The loss of forest cover is particularly critical on steep terrains, which are most susceptible to overland flow and erosion. Soil loss results in siltation farther downslope, as well as in streams and in the lake. It also decreases water recharge of the deep aquifers.

== Seismic hazard ==
Lake Chichoj is located within 2 km of the Chixoy-Polochic fault, a major fault of the North America-Caribbean plate boundary, which constitutes the closest and largest seismic hazard for San Cristóbal Verapaz, but lies within a broader array of large to intermediate seismogenic faults. The latest noticeable earthquakes include a M 4.1 quake in 2006 on the Polochic fault and a M4.8 in June 2009 on a secondary fault, NW of the lake. The sediments of the lake host a rich record of disruptions produced by past earthquakes, most notably the M 7.8 February 4th 1978 earthquake on the Motagua fault as well as a series of older M 7 earthquakes along the Polochic fault between 850 CE and 1450 CE. The lake adds hazard to the ground shaking of earthquakes. The low-lying marshlands that surround the lake are increasingly filled and urbanized. They are susceptible to seismic wave amplification, seismic wave refraction, and soil liquefaction during earthquakes, but also susceptible to flooding during earthquakes if the lake spillovers. Large waves can be produced during earthquakes, either as a result of landslides affecting the lake inner slopes, or by seismic resonance (seiche waves).

== Ground collapse ==
Various geologic data suggest that Lake Chichoj stretches above of a body of gypsum well exposed on outcrops farther west. There, gypsum dissolution is responsible for repeated mountain flank collapses in the valley of Los Chorros. The lake occupies at least three coalescing dolines likely formed by dissolution of gypsum at depth.
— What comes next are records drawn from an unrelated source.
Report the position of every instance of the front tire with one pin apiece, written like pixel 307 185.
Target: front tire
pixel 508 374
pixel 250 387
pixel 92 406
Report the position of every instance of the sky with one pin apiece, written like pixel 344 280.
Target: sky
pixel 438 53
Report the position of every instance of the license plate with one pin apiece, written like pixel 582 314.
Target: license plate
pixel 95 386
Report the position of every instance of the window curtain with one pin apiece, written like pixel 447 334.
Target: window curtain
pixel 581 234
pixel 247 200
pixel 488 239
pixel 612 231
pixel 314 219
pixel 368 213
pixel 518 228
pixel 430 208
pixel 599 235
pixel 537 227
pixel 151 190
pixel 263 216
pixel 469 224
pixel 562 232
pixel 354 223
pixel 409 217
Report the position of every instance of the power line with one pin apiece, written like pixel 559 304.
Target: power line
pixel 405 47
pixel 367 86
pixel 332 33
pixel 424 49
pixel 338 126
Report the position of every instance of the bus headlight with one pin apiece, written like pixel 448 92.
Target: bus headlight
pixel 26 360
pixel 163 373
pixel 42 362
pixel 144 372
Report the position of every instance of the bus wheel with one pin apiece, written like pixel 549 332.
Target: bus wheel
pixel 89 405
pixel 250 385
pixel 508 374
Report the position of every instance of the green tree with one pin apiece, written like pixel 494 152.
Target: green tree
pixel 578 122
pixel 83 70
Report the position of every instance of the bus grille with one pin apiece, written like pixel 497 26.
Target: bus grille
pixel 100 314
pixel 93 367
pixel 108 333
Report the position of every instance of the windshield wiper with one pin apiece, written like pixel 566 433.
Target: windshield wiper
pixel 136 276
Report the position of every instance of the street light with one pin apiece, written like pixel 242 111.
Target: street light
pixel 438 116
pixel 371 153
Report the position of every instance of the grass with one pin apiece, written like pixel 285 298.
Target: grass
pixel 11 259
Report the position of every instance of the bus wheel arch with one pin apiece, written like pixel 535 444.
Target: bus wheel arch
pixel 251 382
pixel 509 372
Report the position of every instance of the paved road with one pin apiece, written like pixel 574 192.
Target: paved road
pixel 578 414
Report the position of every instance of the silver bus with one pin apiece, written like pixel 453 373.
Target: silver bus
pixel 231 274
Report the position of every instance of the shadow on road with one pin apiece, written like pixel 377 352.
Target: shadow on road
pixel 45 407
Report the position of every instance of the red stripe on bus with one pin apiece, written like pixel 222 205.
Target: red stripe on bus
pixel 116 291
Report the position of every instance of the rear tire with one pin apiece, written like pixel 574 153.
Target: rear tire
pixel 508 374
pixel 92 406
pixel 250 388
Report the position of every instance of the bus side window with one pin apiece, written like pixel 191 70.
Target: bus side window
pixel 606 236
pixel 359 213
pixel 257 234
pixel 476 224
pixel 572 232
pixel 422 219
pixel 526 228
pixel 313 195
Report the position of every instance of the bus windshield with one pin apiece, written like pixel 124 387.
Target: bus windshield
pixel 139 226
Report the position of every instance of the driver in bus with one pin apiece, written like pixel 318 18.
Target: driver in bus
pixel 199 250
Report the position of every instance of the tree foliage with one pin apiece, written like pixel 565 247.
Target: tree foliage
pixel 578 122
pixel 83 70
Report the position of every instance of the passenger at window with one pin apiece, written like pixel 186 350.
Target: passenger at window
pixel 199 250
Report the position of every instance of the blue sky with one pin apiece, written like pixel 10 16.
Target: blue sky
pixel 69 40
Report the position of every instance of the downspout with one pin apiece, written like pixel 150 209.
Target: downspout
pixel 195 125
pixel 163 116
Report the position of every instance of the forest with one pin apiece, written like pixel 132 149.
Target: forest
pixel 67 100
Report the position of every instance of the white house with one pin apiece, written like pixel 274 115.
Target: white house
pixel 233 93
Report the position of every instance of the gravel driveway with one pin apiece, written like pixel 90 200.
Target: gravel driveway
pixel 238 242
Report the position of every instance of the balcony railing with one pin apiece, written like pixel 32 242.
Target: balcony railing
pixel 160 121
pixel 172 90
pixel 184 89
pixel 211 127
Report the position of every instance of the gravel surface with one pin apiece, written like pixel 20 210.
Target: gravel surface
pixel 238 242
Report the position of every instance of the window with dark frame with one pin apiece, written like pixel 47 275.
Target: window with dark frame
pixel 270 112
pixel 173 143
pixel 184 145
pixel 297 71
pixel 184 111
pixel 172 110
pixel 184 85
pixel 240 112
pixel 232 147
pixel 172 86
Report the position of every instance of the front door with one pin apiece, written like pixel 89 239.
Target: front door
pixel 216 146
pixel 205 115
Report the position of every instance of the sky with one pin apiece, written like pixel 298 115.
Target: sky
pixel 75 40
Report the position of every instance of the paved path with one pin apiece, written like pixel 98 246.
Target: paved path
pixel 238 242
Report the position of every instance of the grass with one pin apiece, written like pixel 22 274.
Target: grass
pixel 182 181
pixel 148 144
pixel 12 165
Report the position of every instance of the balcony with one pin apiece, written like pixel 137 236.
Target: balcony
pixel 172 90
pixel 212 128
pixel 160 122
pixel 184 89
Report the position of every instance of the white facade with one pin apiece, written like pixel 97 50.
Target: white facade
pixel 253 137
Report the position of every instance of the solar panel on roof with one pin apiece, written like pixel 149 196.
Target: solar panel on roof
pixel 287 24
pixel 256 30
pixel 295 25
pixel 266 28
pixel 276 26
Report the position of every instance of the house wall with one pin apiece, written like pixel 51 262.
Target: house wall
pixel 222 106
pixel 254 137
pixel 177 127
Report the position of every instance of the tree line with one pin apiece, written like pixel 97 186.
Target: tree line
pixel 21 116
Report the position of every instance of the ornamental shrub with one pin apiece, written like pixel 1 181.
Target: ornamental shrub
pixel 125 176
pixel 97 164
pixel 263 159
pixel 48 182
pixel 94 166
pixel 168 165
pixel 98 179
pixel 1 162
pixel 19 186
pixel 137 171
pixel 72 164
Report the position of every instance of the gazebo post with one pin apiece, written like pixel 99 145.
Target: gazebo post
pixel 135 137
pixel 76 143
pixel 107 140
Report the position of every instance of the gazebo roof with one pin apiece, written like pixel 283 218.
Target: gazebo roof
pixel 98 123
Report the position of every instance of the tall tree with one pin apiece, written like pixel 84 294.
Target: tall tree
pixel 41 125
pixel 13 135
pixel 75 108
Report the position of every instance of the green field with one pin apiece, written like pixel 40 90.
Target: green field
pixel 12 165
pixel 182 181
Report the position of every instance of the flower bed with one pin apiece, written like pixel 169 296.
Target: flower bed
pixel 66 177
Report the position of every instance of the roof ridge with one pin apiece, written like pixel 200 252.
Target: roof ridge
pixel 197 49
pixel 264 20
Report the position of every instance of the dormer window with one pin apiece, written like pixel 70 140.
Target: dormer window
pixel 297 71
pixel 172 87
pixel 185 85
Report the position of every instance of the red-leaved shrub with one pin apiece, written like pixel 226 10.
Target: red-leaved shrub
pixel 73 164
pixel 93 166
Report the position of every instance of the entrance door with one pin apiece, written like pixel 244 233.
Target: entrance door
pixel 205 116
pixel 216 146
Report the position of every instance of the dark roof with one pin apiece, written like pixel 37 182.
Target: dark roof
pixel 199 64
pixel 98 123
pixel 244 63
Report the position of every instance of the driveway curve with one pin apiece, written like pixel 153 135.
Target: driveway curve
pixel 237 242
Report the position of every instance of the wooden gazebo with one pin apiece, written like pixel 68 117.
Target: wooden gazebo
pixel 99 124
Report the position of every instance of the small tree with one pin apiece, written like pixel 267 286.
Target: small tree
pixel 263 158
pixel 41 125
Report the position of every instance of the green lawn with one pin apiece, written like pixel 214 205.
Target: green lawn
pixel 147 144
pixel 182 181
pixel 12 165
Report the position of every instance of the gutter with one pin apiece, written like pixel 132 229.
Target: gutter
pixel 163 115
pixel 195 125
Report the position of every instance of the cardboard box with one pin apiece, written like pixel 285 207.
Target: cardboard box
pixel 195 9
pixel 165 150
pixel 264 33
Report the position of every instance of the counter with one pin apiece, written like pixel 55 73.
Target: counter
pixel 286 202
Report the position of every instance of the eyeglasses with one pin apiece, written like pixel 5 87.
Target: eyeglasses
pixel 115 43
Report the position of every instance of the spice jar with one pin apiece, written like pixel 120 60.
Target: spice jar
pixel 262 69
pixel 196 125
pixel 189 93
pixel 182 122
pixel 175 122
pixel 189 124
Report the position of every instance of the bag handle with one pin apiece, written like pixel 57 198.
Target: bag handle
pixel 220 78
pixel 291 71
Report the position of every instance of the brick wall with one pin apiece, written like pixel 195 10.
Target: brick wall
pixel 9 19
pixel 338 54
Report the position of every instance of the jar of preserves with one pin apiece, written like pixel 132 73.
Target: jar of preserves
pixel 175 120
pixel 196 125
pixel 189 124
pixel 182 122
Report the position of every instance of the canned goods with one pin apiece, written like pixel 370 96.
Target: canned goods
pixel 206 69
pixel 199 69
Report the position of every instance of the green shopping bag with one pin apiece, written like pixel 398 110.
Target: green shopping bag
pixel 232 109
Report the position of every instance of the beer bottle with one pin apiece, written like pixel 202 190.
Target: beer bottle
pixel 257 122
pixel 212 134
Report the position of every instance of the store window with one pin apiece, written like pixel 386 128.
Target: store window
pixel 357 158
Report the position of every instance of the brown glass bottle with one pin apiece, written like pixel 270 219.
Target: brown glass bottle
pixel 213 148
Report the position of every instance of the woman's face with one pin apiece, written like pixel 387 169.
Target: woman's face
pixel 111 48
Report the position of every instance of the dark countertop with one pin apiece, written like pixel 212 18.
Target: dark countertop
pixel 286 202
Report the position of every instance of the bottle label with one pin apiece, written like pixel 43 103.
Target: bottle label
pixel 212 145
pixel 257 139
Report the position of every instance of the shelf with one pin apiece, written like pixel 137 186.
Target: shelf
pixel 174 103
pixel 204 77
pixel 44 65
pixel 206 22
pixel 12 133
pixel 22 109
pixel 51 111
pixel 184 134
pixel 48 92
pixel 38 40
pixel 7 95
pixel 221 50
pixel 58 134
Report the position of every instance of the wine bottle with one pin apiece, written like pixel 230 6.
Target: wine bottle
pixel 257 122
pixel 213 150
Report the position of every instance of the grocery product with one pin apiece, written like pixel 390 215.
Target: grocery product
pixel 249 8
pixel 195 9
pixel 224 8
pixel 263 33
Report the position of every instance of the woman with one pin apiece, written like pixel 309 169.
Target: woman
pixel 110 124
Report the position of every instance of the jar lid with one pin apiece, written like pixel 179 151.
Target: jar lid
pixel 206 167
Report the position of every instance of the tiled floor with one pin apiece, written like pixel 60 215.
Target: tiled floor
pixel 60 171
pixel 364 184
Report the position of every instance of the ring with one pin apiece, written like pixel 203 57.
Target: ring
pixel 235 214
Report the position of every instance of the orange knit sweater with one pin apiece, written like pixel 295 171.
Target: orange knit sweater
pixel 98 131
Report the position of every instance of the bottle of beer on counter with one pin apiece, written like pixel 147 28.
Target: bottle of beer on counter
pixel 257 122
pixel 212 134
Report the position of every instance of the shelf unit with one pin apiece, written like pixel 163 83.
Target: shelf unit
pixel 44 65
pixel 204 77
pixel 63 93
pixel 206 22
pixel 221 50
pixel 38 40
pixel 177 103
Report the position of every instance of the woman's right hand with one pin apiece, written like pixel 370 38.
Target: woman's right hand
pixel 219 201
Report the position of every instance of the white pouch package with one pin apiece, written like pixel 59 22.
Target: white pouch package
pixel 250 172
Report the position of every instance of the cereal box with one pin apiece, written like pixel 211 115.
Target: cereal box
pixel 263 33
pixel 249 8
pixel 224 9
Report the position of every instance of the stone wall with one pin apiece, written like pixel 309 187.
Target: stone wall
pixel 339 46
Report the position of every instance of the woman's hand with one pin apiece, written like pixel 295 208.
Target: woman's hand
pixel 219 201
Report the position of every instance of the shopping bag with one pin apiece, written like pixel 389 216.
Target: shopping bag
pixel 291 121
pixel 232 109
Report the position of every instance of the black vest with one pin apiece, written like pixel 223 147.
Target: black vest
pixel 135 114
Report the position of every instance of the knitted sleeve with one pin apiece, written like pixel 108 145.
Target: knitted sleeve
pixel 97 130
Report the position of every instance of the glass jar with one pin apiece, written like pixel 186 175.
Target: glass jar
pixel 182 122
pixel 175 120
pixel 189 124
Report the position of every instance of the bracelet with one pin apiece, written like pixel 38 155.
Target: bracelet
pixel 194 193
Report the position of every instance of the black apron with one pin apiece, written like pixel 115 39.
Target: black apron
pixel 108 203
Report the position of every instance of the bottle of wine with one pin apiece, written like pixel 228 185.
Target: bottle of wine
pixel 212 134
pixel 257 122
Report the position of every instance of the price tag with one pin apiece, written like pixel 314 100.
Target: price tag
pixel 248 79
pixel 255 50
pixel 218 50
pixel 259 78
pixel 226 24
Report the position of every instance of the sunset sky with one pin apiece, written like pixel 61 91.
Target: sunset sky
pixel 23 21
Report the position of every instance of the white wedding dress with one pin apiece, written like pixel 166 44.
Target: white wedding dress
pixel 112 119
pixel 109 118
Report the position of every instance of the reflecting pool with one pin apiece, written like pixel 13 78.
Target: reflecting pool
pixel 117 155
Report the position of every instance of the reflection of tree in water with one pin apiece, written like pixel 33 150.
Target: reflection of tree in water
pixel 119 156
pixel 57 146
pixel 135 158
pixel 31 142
The dolines are probably only a few tens of thousands of years old, and the marshlands that surround the lake are likely covering similar, sediment-filled dolines. They are therefore susceptible to resumption of ground subsidence, if gypsum keeps dissolving at depth. The new phase of subsidence could either be slow and continuous, or pulsed, and possibly fast, even instantaneous. It is even possible that the marshes are actively subsiding, since no monitoring of subsidence has ever been undertaken. Subsidence might also be occurring under the combined effect of slow sediment compaction and oxidation/decomposition of the organic matter trapped in the sediments. The accommodation space created by the subsidence would be filled by mineral and organic sediments over the marshlands.

== Floods ==
The wetlands that surround the lake spread over an area of 0.63 km^{2}, and are enclosed into an ancient shoreline. The origin of this larger open water lake remains unclear. If the lake level has remained stable, then the reduction in lake size is solely due to the conversion of these open waters into wetlands. Alternatively, lake shrinking might reflect a slight lowering of the average lake level, possibly due to a more efficient drainage at the lake outlet. In any case, it cannot be excluded that the lake level reverts in the future to its ancient stand, flooding areas that have now been filled and urbanized. Besides, the outlet drains to a cave that might get partially of completely obstructed by debris following large storms. Water ponding upstream of the cave could result in an increase in the lake level of 4,0 ± 0,3 m before surface overflow is achieved near the cave.